The California Attorney General may also bring a civil action against any entity violating the act. Specifically, the CCPA provides that “any business, service provider, or other person that violates this title shall be subject to an injunction and liable for a civil penalty of not more than two thousand five hundred dollars ($2,500) for each violation or seven thousand five hundred dollars ($7,500) for each intentional violation, which shall be assessed and recovered in a civil action brought in the name of the people of the State of California by the Attorney General.”
To avoid these harsh penalties in the event of an action by the Attorney General for CCPA noncompliance, or by an individual in the event of a data breach, businesses need to ensure that they comply with the CCPA’s provisions and maintain sufficient security and protection of personal information.
New Challenges for Businesses in 2023
The California Privacy Rights Act (CPRA), which is commonly referred to as “CCPA 2.0,” is a ballot initiative that amended and expanded the CCPA. Most of the CPRA provisions that extensively expand the CCPA are set to become effective on Jan. 1, 2023. On Aug. 31, 2022, the final day of the 2022 California legislative session, the legislature failed to extend exemptions that would have excluded certain employee and human resource-related information collected within the business context from the purview of the CCPA.
Under the current version of the CCPA, California employment laws permit employees to access their payroll records, employment agreements and personnel file.

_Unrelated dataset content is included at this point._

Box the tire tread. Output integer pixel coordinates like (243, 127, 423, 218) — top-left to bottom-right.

However, under the CPRA, “personal information” means “information that identifies, relates to, describes, is reasonably capable of being associated with, or could reasonably be linked, directly or indirectly, with a particular consumer or household.” In the employee context, this could include a myriad of data such as emails, instant messages, performance reviews, data on employer networks and employee-issued laptops, calendars, geolocations, and more. Further, the CPRA provisions include information collected from independent contractors and job applicants.
Thus, starting on Jan. 1, 2023, employees, job applicants, and independent contractors will be able to submit CCPA/CPRA requests to know, correct, delete, or opt out of the sale of their personal information. Employment-related subjects can also request to limit the use of sensitive personal information. In addition to complying with CCPA/CPRA requests, businesses will also be subject to new requirements relating to disclosures to applicants, independent contractors, and employees. Beginning Jan. 1, 2023, businesses will need to: provide explanation of how long various categories of personal information will be kept; identify the categories of sensitive information that is collected; and, if that sensitive information is being sold, they must provide employment-subjects with a web address to exercise and opt-out of the sale of such information.
These broad provisions of the CCPA likely represent an expanding scope of requirements for all businesses when it comes to data privacy. Lawmakers across the country acknowledge that respecting consumer privacy is important. Other states are beginning to follow California’s lead, and seek to enforce data privacy requirements for all businesses in their purview.